The technocracy scares regardless of whether it's competent or incompetent, because no matter which, the rest of us are not in control of our allegedly free country. On Wednesday, while Sebelius was trying to present taking control away from people as though the government were actually giving them more, The Washington Post unloaded Snowden's latest info: That the NSA has broken into Yahoo and Google data center communication links around the world and is collecting ever more data, outside of the jurisdiction of the Foreign Intelligence Surveillance Court. If true, those revelations do not inspire us to believe leaders at the NSA and Congress when they tell us to trust their secret oversight system.

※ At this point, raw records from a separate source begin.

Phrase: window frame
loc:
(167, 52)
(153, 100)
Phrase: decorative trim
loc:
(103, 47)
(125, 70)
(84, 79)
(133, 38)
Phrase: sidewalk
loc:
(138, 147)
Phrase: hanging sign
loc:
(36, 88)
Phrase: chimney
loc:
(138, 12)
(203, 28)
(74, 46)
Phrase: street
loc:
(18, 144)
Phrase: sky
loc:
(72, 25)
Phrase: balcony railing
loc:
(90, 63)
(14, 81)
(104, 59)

The technocracy is additionally scary because we frequently realize that even the people who think they are in control of the machine are not. Sen. Dianne Feinstein (D-Calif.) was one of the biggest supporters of NSA and is one of the program's "overseers" in her role as chair of the Senate Intelligence Committee. Yet, she claims she did not know about the snooping on world leaders, and now she's calling for a full review of our surveillance programs. The Department of Health and Human Services clearly didn't grasp that the HealthCare.gov was not ready for launch. To be a technocrat is to be susceptible to failure because of the mistaken belief in one's own elite knowledge and control over markets and social progress. Calling somebody an "elitist" is not an insult because of an animosity against intelligence, but rather the term is used to imply somebody who thinks he or she is smarter than he or she actually is.

The real punchline in the "Top. Men." meme is actually in the next scene in Raiders of the Lost Ark. The movie cuts to a large government warehouse where the Ark is boxed up with orders "Do Not Open!" stenciled on the side. The implication is obvious: Those "top men" in the government realized they were in way over their heads in dealing with the artifact and decided not to meddle with it. That's how you know the movie is a work of high fantasy.